Minute de silence à la FPF (c) Daniel Cassou |
Mercredi était déjà pour nous une journée de deuil. Ce jour-là étaient célébrées les obsèques de la femme et de la belle-mère d’un collègue, décédées dans l’incendie du presbytère où ils résidaient.
A cette tristesse s’est ajoutée la sidération en apprenant l’attentat à Charlie Hebdo, drame national qui a plongé la France entière dans le choc et le recueillement. Les français se sont sentis attaqués à travers ce journal satirique, que pourtant beaucoup trouvaient parfois outrageant, souvent limite…
Mon prédécesseur me disait hier à la pause-café que la réaction des gens à cet attentat a été révélatrice de ce qu’est « l’esprit Français », et je suis d'accord avec lui :
Attaquer ainsi Charlie Hebdo, c’est attaquer cette capacité à la dérision qui fait partie de la culture française. Car oui, la dérision est chez la plupart des français une façon d’être, y compris pour ce qui est le plus important ou le plus intime : nos valeurs, notre foi, notre auto-compréhension.

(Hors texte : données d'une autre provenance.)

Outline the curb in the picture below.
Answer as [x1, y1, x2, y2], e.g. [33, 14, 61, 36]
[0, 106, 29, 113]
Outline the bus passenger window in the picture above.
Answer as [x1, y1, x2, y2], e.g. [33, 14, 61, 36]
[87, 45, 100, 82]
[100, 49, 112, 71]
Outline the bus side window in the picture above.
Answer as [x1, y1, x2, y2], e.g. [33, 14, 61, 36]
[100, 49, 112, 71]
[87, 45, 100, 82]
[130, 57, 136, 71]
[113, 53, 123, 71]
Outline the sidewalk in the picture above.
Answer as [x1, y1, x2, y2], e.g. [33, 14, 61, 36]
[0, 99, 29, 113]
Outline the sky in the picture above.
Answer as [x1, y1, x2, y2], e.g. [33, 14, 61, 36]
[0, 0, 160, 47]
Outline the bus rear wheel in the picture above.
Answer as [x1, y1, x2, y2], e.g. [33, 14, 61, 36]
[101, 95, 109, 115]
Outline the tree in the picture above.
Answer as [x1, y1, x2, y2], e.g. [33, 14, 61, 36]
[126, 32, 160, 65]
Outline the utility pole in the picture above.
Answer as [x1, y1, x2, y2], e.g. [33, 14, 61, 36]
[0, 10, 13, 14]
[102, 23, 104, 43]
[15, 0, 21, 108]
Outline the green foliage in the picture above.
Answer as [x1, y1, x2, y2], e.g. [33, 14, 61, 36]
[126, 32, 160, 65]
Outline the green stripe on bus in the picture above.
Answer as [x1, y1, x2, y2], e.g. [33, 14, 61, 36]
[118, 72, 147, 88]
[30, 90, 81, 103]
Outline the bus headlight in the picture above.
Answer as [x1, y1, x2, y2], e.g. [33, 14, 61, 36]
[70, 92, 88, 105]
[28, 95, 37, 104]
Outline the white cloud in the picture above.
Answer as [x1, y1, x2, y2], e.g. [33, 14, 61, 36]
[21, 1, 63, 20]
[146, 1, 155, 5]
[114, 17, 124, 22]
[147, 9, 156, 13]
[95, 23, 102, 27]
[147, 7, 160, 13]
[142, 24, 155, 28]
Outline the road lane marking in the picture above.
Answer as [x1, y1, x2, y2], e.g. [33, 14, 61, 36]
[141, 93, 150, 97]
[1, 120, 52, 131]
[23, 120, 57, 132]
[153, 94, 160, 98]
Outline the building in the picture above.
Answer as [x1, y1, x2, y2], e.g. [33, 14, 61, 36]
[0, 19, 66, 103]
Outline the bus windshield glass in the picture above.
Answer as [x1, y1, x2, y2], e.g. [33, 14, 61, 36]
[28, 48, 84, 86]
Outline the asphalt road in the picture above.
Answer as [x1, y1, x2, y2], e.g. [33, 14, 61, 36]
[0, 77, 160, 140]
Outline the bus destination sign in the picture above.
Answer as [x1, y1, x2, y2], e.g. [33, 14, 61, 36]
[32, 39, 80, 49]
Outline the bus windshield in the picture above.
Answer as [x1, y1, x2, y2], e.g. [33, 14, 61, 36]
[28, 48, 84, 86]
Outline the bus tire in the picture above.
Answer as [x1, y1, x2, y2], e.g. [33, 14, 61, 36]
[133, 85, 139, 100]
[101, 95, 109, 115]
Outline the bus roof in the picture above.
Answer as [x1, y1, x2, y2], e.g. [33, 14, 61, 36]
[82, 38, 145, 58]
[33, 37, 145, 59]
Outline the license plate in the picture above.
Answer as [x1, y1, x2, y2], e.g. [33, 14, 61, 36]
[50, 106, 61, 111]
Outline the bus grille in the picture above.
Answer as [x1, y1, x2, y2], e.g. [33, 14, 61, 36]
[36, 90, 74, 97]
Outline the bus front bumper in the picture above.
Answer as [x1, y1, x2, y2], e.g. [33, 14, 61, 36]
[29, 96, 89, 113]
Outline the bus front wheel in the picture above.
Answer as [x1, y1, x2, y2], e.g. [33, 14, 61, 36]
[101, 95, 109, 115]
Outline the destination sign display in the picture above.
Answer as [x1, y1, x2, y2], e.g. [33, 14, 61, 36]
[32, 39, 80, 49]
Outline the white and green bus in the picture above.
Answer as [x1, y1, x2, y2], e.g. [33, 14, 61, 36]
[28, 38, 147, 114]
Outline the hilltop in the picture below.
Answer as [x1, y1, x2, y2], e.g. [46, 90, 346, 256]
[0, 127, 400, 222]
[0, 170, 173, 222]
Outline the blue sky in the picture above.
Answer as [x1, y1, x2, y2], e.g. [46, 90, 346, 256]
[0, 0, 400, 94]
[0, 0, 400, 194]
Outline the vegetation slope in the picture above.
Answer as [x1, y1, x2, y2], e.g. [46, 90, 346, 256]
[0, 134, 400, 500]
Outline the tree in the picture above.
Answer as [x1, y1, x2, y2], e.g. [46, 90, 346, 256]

Nous pratiquons l’autodérision, aimons l’impertinence, apprécions les critiques (parfois) acides mais justes, même si elles révèlent une attitude irrévérencieuse.
Cette dérision n’a pas pour but de choquer mais de nous rappeler que ce que nous investissons symboliquement n’est pas le tout de notre identité et de nous amener à réfléchir sur ce qui nous paraissait évident. Je pense que cette autodérision trouve une de ses sources chez le philosophe Rousseau qui invitait les citoyens à se détacher de « l’amour-propre ». Quoi de mieux que l’autodérision pour relativiser notre dépendance au regard d’autrui ?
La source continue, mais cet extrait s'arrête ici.